Mardi 7 février.—Ce matin, Raffaëlli me demande à faire mon portrait en pied, pour l'exposition, avec l'insistance la plus gracieuse. Il le fera chez moi, et s'engage à ne pas dépasser quinze séances.
* * * * *
Vendredi 10 février.—À propos de jolis détails amoureux, sur les vieux et les vieilles de Sainte-Périne, je répétais au jeune Maurice de Fleury, qu'il avait là un admirable roman à écrire,—le roman manqué par Champfleury,—et qu'il fallait continuer à prendre des notes, tous les jours, et à ne pas se hâter, et à attendre que son talent fût mûr, pour faire avec tout le temps nécessaire, une belle étude bien fouillée sur ces vieillesses des deux sexes.
* * * * *
Dimanche 12 février.—Ce soir, dîner chez Bonnetain, qui pend la crémaillère de son nouvel appartement. C'est un petit corps de logis, dont la pièce principale est un grand atelier. Bonnetain l'a meublé, l'a égayé avec de la japonaiserie à bon marché, d'immenses éventails, quelques objets grossiers rapportés de là-bas; mais toute cette bibeloterie colorée est amusante par sa fantaisie, et son exotisme. Et là dedans encore, il a eu l'idée d'installer deux paravents qu'il a fait couvrir d'affiches de Chéret, dont les colorations se marient au mieux avec la japonaiserie des murs.

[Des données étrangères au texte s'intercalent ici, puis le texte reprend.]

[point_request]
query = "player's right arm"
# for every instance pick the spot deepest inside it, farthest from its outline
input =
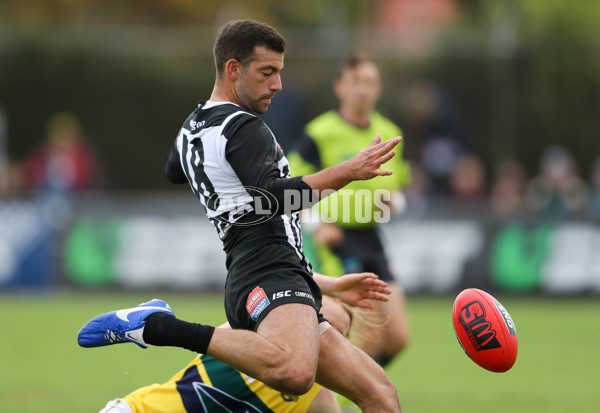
(364, 165)
(172, 167)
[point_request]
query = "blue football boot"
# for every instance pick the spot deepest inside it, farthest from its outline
(120, 326)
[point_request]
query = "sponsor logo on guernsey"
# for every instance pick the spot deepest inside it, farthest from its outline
(257, 302)
(305, 295)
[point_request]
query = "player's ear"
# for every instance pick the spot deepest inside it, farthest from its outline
(233, 69)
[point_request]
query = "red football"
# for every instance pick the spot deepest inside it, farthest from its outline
(485, 330)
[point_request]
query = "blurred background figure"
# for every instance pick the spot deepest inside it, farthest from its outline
(507, 190)
(62, 169)
(594, 188)
(12, 180)
(557, 191)
(468, 181)
(65, 163)
(438, 138)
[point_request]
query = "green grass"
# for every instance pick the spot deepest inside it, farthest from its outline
(557, 370)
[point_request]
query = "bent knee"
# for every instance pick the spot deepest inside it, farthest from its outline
(294, 381)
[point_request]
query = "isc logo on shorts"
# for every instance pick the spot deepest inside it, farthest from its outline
(257, 302)
(281, 294)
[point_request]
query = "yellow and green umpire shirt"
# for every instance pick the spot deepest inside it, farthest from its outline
(330, 140)
(207, 385)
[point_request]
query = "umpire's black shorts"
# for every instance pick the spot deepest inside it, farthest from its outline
(269, 277)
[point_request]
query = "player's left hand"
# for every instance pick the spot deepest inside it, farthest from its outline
(357, 289)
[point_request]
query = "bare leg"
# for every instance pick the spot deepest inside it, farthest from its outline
(325, 402)
(283, 353)
(388, 332)
(349, 371)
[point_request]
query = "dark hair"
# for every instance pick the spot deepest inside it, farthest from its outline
(238, 38)
(353, 60)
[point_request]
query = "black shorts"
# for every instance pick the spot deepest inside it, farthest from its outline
(362, 251)
(258, 283)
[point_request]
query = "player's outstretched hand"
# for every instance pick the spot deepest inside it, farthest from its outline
(367, 163)
(357, 289)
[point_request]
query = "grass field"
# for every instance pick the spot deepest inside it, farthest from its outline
(557, 370)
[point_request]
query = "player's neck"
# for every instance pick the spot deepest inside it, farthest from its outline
(223, 94)
(358, 119)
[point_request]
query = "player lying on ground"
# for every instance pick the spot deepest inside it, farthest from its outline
(207, 382)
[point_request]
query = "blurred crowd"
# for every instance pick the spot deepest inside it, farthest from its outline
(444, 167)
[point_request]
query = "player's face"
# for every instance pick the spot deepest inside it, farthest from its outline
(359, 88)
(260, 80)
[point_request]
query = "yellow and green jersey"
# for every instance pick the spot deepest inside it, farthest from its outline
(331, 140)
(208, 385)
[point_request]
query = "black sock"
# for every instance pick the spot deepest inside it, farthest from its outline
(165, 330)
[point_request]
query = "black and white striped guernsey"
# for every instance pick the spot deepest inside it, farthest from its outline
(231, 159)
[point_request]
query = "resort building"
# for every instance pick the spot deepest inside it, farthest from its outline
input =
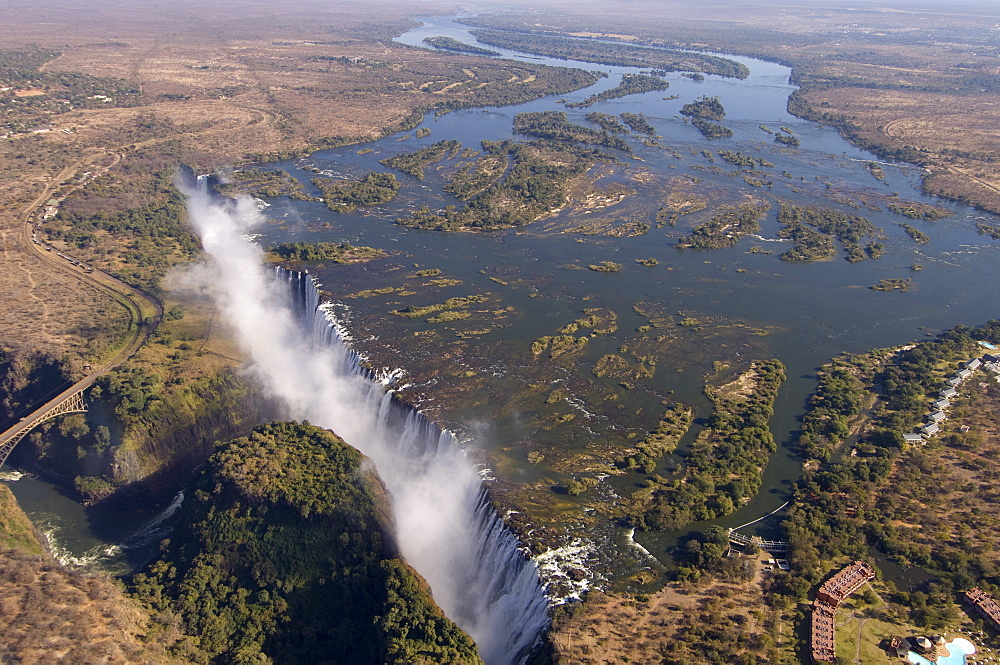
(821, 635)
(829, 596)
(846, 582)
(985, 605)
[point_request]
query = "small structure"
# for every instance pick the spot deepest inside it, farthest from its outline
(900, 646)
(984, 605)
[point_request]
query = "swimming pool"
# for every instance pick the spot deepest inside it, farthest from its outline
(957, 649)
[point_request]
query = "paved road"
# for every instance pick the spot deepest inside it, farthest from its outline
(134, 300)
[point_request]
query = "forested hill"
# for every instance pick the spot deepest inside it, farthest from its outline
(283, 556)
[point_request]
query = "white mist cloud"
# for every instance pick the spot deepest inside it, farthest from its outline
(434, 488)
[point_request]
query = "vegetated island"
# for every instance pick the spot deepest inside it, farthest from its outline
(638, 123)
(347, 195)
(511, 184)
(814, 228)
(325, 251)
(728, 225)
(451, 44)
(606, 121)
(724, 465)
(285, 554)
(261, 183)
(632, 84)
(555, 125)
(622, 55)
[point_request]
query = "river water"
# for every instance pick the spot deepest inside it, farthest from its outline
(486, 385)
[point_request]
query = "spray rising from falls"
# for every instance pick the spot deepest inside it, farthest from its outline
(446, 527)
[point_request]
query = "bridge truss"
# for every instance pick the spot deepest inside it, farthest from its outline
(72, 404)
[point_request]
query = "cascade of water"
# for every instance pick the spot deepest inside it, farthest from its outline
(445, 525)
(488, 585)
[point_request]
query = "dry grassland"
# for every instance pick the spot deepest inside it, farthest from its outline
(681, 623)
(222, 82)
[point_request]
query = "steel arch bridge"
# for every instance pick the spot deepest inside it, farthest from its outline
(61, 406)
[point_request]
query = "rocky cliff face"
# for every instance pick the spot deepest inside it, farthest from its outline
(145, 457)
(284, 553)
(51, 614)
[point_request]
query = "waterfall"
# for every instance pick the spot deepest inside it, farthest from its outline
(446, 527)
(488, 585)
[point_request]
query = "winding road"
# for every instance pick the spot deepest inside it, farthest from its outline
(144, 309)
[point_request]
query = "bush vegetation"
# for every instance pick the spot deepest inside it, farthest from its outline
(729, 225)
(346, 196)
(722, 469)
(632, 84)
(623, 55)
(283, 556)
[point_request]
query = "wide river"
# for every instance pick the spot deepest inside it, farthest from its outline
(478, 376)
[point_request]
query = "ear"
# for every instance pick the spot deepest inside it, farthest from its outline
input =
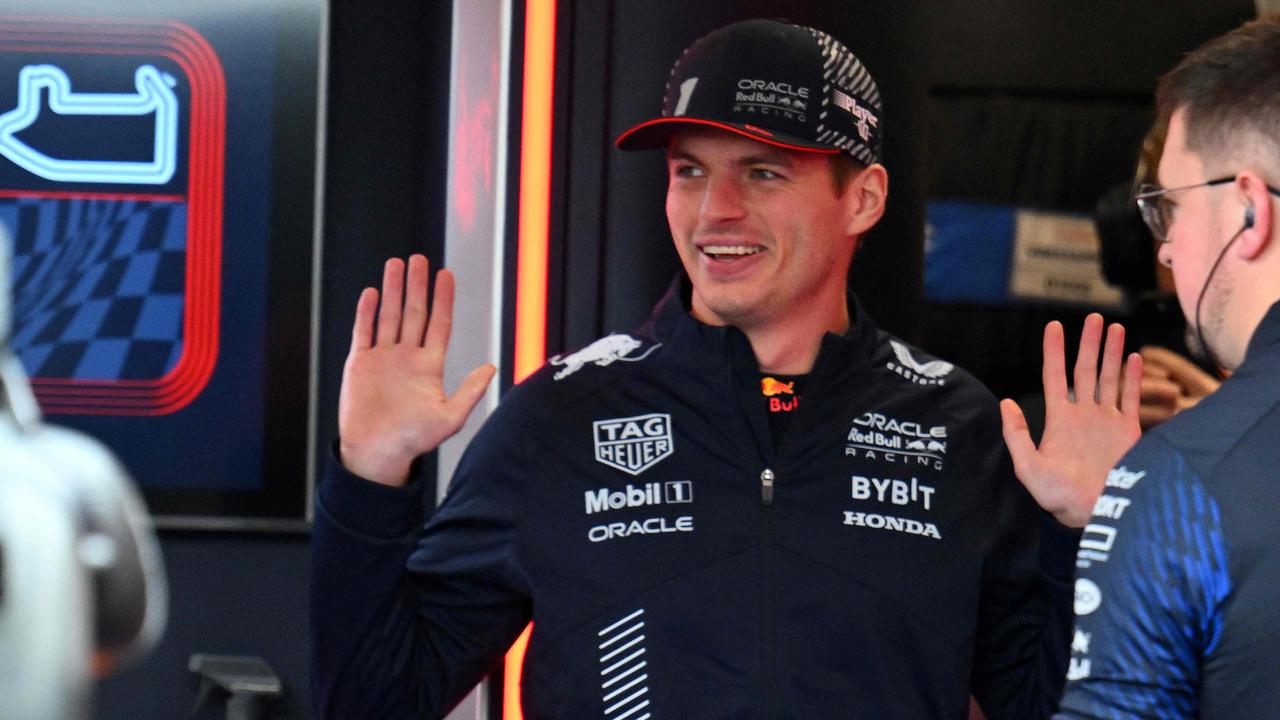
(1256, 218)
(864, 199)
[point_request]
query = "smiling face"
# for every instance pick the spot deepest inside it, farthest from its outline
(762, 232)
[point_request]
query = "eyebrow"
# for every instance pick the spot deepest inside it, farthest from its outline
(780, 159)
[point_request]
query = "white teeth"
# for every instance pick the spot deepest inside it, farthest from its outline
(731, 249)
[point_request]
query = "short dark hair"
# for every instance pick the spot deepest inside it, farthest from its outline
(1228, 87)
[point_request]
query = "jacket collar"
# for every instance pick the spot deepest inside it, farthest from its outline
(672, 323)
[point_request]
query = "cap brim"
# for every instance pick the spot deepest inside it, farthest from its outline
(654, 133)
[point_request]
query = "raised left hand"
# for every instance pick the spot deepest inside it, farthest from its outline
(1086, 433)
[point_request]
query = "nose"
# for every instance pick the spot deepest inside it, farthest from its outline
(722, 199)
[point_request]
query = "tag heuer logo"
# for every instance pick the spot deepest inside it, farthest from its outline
(632, 445)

Un dîner, où se succèdent des bouteilles, des bouteilles, des bouteilles.
* * * * *
Mardi 14 février.—Aujourd'hui, qui se trouve être un mardi gras, ignoré par moi, et où est fermée la bibliothèque du Musée Carnavalet, me voilà dans le faubourg Saint-Antoine, au milieu duquel le carnaval se révèle seulement par la vue d'enfants ayant, sur leurs jeunes et frais visages, de gros nez pustuleux d'ivrognes, et sous ces nez pustuleux d'horribles moustaches grises.
Si près de la Bastille, moi, habitant d'Auteuil, qu'un hasard mène si rarement dans ces quartiers lointains, je me sens le désir de revoir ces vieux boulevards: ce boulevard Beaumarchais, ce boulevard des Filles-du-Calvaire, ce boulevard du Temple; ces trois boulevards, qui d'un bout à l'autre exposaient à leurs vitres, et un peu en plein air, le musée du rococo;—ces boulevards aux candides et sales boutiques de ferrouillats, ignorant encore la mise en scène et le montage de coup, par la brochure et la photographie, de l'objet d'art, montré sous un coup de jour, dans le clair-obscur d'un petit salon ad hoc.
Bien rares, hélas! sont les noms connus du temps de ma jeunesse.